Zumbrun wrote an article in 2011 about Rollins’ life that was published in Allegany Magazine in Cumberland, Maryland. He’s a retired forest ranger from Maryland and he’s also a musician.

While working as a forester, he performed Jack Rollins’ song, Smokey the Bear every weekend for more than 30 years.

In 2011, Zumbrun received a surprising phone call.

“The chief of the Smokey Bear Program nationally learned that Jack Rollins, who wrote Smokey the Bear was going to be inducted to the West Virginia Music Hall of Fame,” remembered Zumbrun, “and they were reaching out to the National Forest Service office to find out some information about Jack Rollins, and since I had been researching Jack Rollins, they contacted me, and connected me with the West Virginia Music Hall of Fame, and they asked if I would share my information with them, and I said sure, anything to help Jack out.”

 

The West Virginia Music Hall of Fame also learned about Zumbrun’s history singing Smokey the Bear, so the group asked him if he would sing at Rollins’ induction ceremony. Zumbrun said yes.

The West Virginia Music Hall of Fame was, however, still looking for a family member to accept the award on Rollins’ behalf.

Credit Wikimedia Commons
/
A Little Golden Book’s storybook edition based on the 1950 song of the same name. Cover art illustrated by Corinne Malvern.

That’s when Jack Rollins’ grandson, James Busemeyer from Ohio, came forward to accept the award for his grandfather.

The song has become a classic. This time of year, we hear Frosty the Snowman playing on radio, television, movies, and in shopping centers.

It was written in 1950, but is still so popular today, and Champ Zumbrun knows why.

“Because I think people always need songs that are happy and have a message of joy and that’s what Jack was all about. If you want to know Jack Rollins just look at the lyrics in his songs. They’re happy, they’re innocent, they’re full of joy. I think people always need to celebrate and be reminded that life’s not drudgery, and there’s a spirit in life that’s  joyful, and those songs if you listen to them are joyful, happy songs.”

The music of Frosty the Snowman, Peter Cottontail, and Smokey the Bear was composed by Rollins’ partner, Steve Nelson.

Walter E. “Jack” Rollins died on January 1, 1973.

Christmas Festival in Historic Shepherdstown

The annual “Christmas in Shepherdstown” festival continues tomorrow evening. A Civil War Christmas comes to Shepherdstown this weekend, with music, dance, carriage rides, and lectures all about the town at Christmastime during the Civil War.

Saturday morning will feature the annual Shepherdstown Christmas parade. During the festival, many landmarks throughout the town will host special events.

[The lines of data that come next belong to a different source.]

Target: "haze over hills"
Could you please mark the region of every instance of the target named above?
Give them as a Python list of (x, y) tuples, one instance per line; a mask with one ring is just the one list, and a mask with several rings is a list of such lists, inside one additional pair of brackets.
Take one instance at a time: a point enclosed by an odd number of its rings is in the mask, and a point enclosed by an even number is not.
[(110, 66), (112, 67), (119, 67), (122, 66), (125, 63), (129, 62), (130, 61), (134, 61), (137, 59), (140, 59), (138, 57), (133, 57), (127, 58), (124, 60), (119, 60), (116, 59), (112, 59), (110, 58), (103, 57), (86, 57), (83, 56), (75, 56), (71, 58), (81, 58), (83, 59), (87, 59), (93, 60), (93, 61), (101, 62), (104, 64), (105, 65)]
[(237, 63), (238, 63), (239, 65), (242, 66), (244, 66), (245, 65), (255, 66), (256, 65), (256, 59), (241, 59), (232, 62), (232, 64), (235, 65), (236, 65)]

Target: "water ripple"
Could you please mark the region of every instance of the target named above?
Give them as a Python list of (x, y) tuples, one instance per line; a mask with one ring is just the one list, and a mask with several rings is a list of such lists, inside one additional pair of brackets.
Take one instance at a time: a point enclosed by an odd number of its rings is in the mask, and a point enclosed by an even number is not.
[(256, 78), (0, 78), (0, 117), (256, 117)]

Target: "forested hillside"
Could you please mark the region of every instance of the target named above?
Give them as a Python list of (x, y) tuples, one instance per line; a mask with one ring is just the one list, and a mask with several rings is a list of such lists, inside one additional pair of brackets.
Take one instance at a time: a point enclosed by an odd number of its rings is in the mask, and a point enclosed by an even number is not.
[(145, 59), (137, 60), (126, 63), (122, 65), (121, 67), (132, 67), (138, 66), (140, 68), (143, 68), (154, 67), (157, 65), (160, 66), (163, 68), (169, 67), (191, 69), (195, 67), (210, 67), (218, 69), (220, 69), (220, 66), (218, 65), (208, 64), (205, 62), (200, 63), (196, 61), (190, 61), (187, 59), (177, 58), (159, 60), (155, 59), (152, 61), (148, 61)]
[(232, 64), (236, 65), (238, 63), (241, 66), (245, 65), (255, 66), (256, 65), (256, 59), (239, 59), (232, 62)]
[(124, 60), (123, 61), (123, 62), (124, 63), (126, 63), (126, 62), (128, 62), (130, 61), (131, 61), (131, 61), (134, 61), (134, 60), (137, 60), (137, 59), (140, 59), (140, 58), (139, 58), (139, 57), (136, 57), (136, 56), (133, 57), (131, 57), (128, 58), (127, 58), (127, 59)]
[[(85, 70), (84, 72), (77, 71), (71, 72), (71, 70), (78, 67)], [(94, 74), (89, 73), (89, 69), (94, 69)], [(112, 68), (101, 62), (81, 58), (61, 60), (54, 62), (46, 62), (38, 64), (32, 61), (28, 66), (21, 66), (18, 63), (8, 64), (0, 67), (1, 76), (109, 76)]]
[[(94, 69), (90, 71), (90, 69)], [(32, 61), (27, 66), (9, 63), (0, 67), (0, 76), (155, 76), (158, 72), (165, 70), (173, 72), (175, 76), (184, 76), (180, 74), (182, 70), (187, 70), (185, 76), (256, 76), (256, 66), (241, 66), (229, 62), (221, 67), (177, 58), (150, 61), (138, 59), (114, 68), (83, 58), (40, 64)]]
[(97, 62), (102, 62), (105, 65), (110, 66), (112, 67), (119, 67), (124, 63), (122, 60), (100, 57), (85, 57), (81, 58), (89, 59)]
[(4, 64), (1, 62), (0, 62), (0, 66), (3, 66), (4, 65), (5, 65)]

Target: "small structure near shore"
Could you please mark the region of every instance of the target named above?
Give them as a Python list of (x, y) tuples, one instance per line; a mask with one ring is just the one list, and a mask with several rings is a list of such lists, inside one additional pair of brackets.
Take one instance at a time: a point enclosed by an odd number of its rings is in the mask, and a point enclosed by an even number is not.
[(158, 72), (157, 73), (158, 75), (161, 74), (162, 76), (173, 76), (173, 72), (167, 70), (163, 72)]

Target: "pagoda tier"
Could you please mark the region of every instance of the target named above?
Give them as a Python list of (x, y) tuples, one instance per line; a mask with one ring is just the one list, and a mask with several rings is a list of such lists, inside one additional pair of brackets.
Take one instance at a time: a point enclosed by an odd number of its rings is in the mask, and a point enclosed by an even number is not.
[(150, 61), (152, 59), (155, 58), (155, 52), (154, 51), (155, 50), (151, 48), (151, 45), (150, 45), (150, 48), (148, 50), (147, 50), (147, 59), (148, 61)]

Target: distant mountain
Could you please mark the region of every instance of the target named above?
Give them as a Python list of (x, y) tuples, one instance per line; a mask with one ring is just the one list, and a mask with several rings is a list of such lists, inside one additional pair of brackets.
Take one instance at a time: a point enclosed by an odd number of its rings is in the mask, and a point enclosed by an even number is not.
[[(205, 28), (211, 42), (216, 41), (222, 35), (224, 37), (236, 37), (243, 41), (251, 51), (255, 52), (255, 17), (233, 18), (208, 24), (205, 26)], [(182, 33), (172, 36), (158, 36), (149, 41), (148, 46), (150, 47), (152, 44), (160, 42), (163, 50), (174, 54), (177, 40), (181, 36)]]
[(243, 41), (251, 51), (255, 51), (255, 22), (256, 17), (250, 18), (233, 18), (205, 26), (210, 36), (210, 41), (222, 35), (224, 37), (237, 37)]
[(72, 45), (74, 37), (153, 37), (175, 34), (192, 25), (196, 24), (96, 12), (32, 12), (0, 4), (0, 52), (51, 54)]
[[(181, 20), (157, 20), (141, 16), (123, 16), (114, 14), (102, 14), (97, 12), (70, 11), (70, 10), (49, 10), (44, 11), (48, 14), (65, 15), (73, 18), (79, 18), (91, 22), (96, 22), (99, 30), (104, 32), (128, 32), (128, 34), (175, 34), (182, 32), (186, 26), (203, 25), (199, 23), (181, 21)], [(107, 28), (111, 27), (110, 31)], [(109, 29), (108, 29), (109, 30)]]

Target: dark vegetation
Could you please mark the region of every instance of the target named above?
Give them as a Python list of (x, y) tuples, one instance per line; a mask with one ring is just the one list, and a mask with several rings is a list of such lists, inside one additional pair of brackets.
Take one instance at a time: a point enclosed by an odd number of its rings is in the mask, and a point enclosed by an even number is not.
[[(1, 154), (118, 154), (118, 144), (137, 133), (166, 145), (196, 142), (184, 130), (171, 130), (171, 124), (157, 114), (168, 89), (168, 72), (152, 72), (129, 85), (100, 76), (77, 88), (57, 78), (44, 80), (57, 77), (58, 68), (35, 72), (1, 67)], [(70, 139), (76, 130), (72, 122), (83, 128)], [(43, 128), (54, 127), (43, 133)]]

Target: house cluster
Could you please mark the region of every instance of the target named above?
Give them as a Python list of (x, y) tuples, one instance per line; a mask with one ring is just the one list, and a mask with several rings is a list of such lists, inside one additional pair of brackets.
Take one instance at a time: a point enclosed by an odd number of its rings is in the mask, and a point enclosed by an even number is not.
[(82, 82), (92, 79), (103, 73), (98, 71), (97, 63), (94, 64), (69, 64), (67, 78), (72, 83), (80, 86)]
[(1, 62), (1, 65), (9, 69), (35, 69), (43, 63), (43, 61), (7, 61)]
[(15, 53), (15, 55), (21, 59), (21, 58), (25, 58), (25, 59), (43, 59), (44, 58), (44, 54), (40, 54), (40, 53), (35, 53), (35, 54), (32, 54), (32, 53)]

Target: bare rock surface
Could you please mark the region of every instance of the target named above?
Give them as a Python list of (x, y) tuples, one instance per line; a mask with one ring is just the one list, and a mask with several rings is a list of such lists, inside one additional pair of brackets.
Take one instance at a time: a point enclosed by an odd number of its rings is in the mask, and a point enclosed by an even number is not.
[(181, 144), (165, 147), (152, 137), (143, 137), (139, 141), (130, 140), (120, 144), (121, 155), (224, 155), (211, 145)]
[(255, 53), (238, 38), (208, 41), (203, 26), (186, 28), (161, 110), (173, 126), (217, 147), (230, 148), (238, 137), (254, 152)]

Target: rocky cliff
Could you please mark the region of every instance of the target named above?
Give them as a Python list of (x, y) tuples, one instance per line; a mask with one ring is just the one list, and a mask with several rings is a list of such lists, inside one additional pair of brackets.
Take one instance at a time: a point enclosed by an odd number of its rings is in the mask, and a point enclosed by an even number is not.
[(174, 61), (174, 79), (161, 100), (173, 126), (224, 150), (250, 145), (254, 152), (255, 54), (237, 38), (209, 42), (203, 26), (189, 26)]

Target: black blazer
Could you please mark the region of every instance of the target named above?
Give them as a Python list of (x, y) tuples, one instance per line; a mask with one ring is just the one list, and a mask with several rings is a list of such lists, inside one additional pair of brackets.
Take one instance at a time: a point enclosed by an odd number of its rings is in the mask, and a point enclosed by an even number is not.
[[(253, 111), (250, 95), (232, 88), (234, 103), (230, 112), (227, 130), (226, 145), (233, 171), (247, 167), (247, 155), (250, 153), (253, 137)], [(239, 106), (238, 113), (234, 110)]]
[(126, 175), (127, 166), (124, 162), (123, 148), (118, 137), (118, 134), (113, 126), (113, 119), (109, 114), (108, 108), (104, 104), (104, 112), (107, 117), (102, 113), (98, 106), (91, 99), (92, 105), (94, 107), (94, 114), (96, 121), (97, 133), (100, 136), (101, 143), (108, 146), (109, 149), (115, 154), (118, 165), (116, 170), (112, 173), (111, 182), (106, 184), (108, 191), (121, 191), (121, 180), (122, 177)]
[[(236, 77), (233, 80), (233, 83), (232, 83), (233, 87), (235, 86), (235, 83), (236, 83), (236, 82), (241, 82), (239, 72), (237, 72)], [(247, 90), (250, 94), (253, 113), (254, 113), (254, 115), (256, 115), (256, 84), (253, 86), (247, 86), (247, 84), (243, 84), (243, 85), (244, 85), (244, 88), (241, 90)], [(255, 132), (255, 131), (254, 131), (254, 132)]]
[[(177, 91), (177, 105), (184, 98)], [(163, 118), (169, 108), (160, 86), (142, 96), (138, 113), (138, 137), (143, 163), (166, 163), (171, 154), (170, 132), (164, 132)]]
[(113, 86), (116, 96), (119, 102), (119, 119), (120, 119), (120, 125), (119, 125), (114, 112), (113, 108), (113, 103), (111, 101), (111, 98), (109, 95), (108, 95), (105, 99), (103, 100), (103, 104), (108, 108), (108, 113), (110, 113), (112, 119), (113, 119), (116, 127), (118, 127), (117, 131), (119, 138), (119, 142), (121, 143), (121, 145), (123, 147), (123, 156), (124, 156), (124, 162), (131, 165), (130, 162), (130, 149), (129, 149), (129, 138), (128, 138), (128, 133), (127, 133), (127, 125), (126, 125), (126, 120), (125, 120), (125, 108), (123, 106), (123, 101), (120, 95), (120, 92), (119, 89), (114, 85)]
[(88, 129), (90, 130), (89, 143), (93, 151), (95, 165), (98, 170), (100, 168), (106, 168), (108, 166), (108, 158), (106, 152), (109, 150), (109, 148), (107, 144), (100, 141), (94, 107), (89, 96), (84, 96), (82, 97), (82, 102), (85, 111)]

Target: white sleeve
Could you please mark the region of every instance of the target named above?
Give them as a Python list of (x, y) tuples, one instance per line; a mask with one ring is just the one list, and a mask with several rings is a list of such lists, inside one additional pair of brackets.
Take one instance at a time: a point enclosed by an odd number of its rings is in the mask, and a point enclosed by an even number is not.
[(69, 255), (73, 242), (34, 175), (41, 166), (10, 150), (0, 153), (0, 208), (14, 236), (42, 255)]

The festival began last weekend after Thanksgiving celebrating a 21st Century celebration in Shepherdstown, the second weekend looks at the Civil War, the third looks at James Rumsey and the late 18th Century in Shepherd’s Town, and the fourth features Christmas in Mecklenburg, the original name of the town, where re-enactors will be found strolling the streets.

Other Christmas themed events will be hosted throughout the eastern panhandle during December, including Olde Tyme Christmas in Harpers Ferry, events in Berkeley Springs, and parades in Charles Town and Martinsburg.